Dear Amtrak: Learn How to Price Your Service

Apparently you neglected to read my last letter, but with the fast approach of National Train Day and the increase in oil prices making your services slightly more competitive, I thought it might be helpful to bring up the topic again.

Your pricing skills suck. Are you intentionally trying to lose money and ridership?

Suppose that a family of four — or six — wanted to travel to Disney World from New York. This is a not uncommon occurrence, and provides the basis for over 250 flights per day by many airlines from more than five airports in the New York metropolitan area. The cost of air travel is currently going up, up, up due to some small upset over in the oil-producing regions, so where a seat on JetBlue from JFK to MCO would once have cost $50, it’s now between $100 and $150. This is an opportunity! And you’re missing it!

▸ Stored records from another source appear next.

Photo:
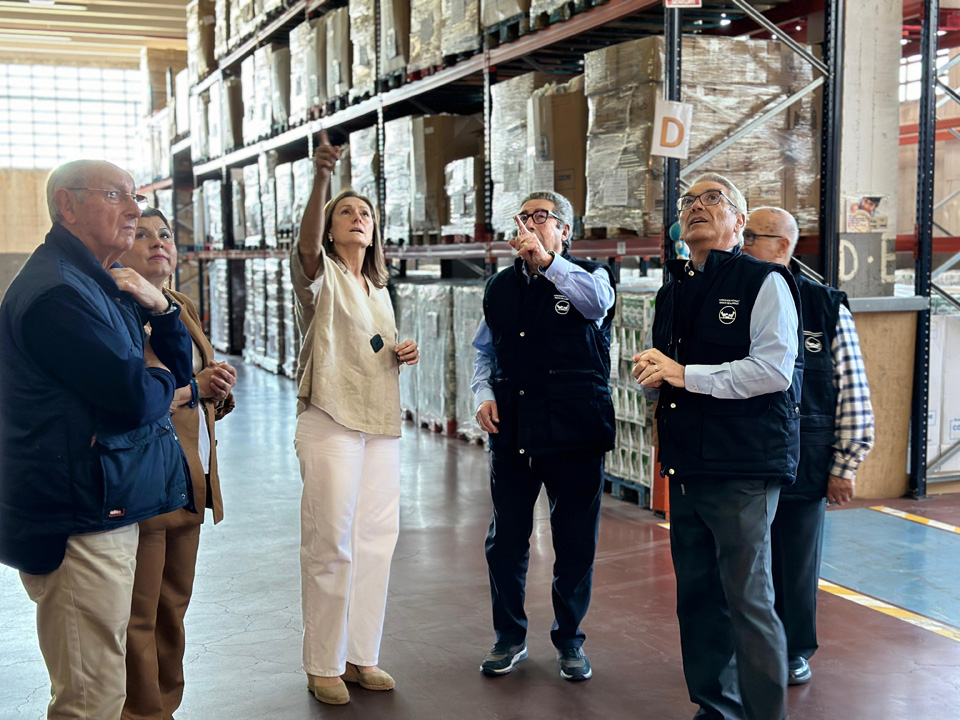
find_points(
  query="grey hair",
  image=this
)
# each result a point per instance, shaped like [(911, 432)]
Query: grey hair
[(68, 175), (561, 208), (735, 195), (793, 230)]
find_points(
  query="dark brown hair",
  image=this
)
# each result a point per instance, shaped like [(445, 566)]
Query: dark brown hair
[(374, 263)]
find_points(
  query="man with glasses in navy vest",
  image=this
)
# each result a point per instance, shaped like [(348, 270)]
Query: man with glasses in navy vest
[(726, 367), (87, 449), (836, 433), (542, 388)]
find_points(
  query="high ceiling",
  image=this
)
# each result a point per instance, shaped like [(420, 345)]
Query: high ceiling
[(89, 32)]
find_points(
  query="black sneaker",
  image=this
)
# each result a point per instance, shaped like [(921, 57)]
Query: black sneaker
[(501, 659), (800, 672), (574, 665)]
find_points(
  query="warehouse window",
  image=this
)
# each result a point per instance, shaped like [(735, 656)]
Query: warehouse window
[(910, 71), (49, 115)]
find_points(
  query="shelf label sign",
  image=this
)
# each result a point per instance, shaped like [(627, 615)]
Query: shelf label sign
[(671, 129)]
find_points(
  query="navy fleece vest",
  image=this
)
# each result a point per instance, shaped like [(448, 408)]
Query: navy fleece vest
[(552, 374), (704, 319)]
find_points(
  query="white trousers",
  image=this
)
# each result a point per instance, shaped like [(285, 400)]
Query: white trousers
[(83, 608), (349, 522)]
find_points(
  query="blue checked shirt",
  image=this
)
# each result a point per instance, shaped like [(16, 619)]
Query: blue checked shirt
[(854, 418)]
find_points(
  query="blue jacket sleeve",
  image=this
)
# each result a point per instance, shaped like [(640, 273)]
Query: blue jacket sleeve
[(96, 361), (171, 342)]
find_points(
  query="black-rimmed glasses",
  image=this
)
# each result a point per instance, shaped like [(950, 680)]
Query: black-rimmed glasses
[(539, 216), (115, 197), (710, 197)]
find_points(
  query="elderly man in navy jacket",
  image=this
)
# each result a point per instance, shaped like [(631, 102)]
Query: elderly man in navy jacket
[(86, 444), (541, 383), (726, 366)]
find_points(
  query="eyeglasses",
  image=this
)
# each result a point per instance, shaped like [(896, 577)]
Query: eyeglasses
[(750, 237), (539, 216), (115, 197), (710, 197)]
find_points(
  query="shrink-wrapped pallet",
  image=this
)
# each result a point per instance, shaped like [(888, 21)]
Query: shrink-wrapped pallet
[(201, 18), (467, 314), (339, 55), (253, 230), (268, 197), (437, 366), (508, 143), (426, 21), (394, 36), (219, 305), (405, 309), (465, 197), (461, 27), (773, 165), (363, 37), (364, 161)]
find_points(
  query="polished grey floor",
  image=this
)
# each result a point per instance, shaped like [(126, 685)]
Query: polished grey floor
[(243, 653)]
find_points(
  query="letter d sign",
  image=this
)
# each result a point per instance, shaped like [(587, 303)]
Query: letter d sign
[(671, 129)]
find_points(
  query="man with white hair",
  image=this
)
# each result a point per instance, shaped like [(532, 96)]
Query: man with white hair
[(726, 368), (87, 449), (836, 433)]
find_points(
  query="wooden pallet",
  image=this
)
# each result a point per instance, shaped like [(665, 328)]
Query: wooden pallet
[(507, 30)]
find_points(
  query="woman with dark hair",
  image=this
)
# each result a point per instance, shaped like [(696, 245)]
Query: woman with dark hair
[(167, 554), (347, 437)]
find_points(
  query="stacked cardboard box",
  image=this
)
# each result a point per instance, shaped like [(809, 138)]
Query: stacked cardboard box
[(201, 21), (461, 27), (308, 58), (556, 141), (465, 193), (339, 55), (364, 163), (467, 314), (154, 66), (494, 12), (774, 165), (394, 36), (363, 34), (508, 143), (426, 21)]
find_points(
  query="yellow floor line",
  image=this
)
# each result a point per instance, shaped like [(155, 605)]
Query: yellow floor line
[(920, 621), (917, 519)]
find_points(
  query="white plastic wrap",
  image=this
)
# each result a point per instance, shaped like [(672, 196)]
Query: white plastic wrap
[(467, 314)]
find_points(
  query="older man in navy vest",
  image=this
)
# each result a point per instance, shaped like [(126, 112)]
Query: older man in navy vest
[(87, 449), (836, 433), (725, 362), (542, 389)]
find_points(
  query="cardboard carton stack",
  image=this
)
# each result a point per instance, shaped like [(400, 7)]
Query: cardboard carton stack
[(394, 36), (363, 34), (426, 22), (774, 165)]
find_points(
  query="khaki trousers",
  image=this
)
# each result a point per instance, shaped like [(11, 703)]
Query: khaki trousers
[(166, 565), (82, 612)]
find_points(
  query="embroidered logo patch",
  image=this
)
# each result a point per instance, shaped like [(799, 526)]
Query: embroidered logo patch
[(728, 314), (812, 341)]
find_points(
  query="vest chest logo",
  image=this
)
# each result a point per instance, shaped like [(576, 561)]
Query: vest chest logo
[(728, 310), (813, 342)]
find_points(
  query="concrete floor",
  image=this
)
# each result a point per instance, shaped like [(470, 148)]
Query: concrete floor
[(243, 627)]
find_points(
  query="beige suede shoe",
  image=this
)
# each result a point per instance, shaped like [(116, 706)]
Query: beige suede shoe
[(376, 680), (329, 694)]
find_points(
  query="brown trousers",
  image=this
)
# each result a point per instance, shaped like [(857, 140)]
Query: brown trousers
[(166, 564)]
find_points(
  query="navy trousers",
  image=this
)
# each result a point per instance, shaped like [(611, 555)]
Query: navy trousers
[(574, 485)]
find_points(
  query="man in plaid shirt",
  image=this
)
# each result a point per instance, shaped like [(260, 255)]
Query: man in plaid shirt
[(836, 433)]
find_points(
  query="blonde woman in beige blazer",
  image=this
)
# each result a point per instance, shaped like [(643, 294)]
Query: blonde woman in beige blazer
[(167, 554)]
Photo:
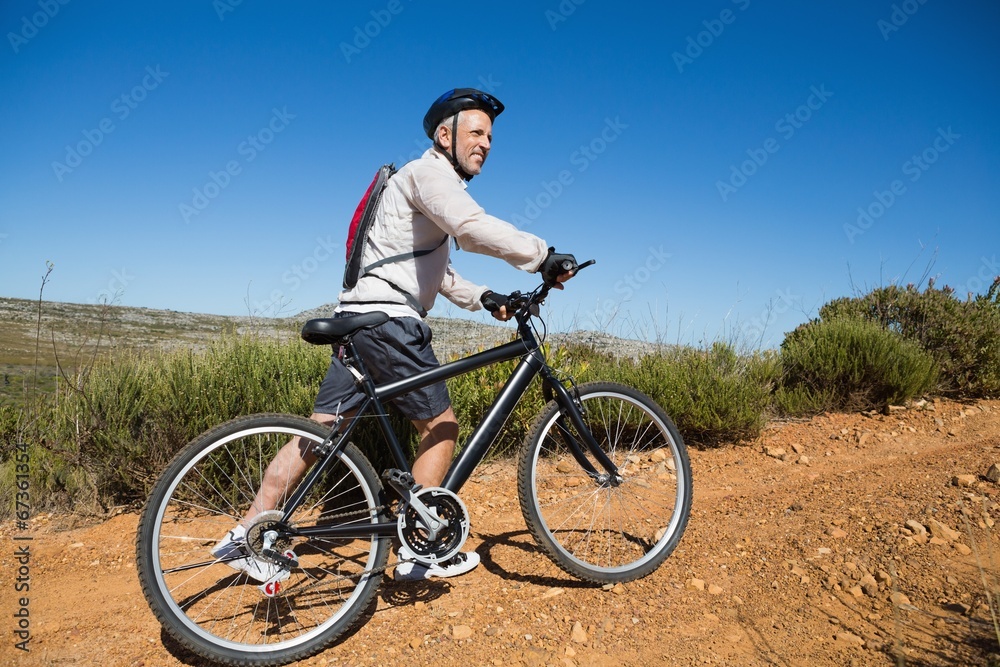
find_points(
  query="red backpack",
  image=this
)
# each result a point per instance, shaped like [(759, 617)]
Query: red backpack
[(357, 238)]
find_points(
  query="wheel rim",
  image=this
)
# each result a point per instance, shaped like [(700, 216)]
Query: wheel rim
[(231, 612), (602, 527)]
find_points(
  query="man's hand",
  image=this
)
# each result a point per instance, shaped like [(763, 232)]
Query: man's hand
[(497, 304)]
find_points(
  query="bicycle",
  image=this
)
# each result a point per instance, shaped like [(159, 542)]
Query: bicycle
[(603, 480)]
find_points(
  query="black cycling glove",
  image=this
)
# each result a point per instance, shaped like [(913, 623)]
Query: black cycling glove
[(555, 265), (494, 301)]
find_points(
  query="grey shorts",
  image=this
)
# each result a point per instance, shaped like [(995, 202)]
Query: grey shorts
[(392, 351)]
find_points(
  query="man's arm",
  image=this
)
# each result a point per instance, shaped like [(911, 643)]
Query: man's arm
[(445, 202)]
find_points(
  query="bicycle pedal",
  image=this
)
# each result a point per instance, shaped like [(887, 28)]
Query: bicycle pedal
[(399, 480)]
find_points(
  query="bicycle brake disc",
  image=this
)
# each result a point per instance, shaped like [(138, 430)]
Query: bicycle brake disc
[(445, 505), (259, 525)]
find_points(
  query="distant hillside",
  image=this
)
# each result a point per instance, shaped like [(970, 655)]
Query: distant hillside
[(73, 333)]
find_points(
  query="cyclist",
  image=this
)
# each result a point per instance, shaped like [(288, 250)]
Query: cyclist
[(424, 204)]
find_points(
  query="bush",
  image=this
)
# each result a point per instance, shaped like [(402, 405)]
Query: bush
[(963, 336), (713, 395), (850, 363)]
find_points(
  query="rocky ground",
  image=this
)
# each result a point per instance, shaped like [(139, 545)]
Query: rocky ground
[(843, 540)]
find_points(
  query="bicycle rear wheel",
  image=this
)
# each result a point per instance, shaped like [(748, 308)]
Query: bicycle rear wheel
[(221, 613), (593, 527)]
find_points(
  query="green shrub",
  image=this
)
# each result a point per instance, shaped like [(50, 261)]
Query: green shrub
[(963, 336), (713, 395), (853, 364)]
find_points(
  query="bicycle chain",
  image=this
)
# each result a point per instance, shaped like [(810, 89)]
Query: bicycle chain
[(378, 570)]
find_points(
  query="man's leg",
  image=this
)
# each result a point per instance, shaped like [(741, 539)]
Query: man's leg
[(437, 446), (284, 473)]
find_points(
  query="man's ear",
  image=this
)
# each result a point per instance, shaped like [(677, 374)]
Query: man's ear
[(443, 137)]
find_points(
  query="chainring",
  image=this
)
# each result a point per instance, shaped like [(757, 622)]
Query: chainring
[(414, 534)]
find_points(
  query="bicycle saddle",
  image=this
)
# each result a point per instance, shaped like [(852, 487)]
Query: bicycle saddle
[(338, 330)]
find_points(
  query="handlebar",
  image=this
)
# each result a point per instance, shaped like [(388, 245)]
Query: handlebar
[(521, 303)]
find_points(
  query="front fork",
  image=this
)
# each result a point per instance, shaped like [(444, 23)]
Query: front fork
[(571, 415)]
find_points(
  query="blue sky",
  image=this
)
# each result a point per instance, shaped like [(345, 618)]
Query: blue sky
[(731, 165)]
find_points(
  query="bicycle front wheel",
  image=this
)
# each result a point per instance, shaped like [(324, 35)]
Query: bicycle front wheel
[(595, 527), (223, 613)]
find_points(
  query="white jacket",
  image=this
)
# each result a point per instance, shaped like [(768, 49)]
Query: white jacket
[(425, 203)]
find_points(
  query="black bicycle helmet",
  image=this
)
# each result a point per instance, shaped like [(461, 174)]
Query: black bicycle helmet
[(459, 99)]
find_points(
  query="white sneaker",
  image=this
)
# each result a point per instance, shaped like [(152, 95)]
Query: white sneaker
[(458, 564), (233, 548)]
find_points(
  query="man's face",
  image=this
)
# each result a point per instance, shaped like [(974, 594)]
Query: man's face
[(475, 135)]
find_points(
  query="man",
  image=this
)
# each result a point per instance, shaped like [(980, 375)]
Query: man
[(424, 205)]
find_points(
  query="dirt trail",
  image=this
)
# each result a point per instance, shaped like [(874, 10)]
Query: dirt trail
[(797, 547)]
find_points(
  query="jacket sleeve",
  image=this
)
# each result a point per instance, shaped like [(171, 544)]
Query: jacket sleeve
[(460, 291), (445, 202)]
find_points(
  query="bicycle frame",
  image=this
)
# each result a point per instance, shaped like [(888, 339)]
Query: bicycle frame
[(527, 349)]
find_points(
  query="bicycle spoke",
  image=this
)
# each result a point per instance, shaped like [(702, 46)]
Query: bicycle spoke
[(608, 528)]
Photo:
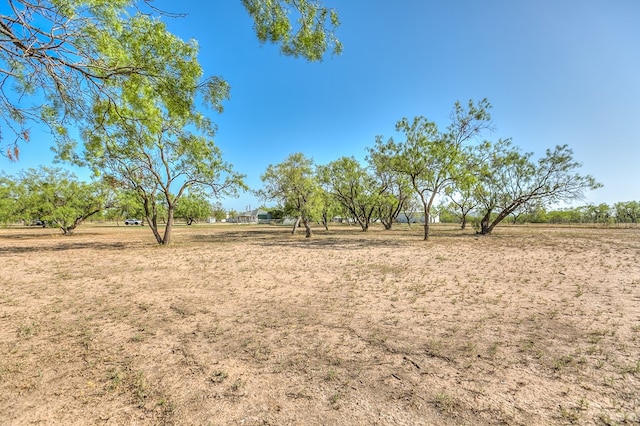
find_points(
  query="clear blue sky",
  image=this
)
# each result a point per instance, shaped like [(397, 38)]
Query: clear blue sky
[(555, 72)]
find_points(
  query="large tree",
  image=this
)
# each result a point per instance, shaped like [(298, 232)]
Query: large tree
[(294, 185), (512, 179), (353, 187), (395, 189), (433, 160), (159, 159), (57, 57)]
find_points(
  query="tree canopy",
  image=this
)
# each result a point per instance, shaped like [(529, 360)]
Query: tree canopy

And you’re missing it in a big way. Look, I understand that it takes capital to improve infrastructure, and that you’re hobbled by riding on tracks owned by others, but it’s almost like you’ve intentionally set your prices to encourage folks to drive. For me to take a family of six to Disney World by plane costs almost as much as staying in one of Disney’s “moderate” resorts and going to all of the parks every day of my visit, so I, and many others, might be looking for a slightly less wallet-reducing option. And the first thing that comes to mind is driving. But who wants to drive the first 24 hours of their vacation? Or, who wants to spend three days driving, two days there, and three days driving back? No one. But the other option is too expensive. Buses? Ha! That’s worse than driving, especially with little kids. How about the train?

This is where you’re completely missing the opportunity. The cost per seat from, for example, New York Penn Station to Orlando is $106 per person for a 21 hour trip. That’s slightly cheaper than the more expensive JetBlue seat, but you forget the time differential. Time is, after all, money, which is why travelers choose to fly on JetBlue for 2 hours for $150 instead of suffer on Amtrak for 21 hours for $106. You need to take your utter inability to get anywhere fast into account when pricing your service. And when you’re more expensive, even if only by $7, than the cheapest option, you completely lose. No one wants to pay more money for the privilege of getting somewhere slower.

Yet the cost of airfare gets worse as one moves away from hub airports. This is where you have an advantage. It costs less to feed from Poughkeepsie to New York and thence to Orlando than it does for JetBlue to fly direct from Newburgh to Orlando. In terms of convenience for me, I’d much rather leave from Poughkeepsie than from JFK. If you can get your prices down to something approaching the cost of gasoline plus a hotel room, you might have a fighting chance in earning my dollar. But then you totally destroy any opportunity you had with the sleeper options. $358 for a room for two people? $658 for a slightly larger one? What? You think you’re a hotel on Times Square? I’m just looking for a contained, flat place for my kids to lie down so that they don’t spend the night in the bar car.

You have two options: lower your prices, or build faster trains. Because we’re sure as Hell not going to pay $658 for two cots or $640 for uncomfortable seats when we could pay less than that on gas and a swank room at the Holiday Inn Express.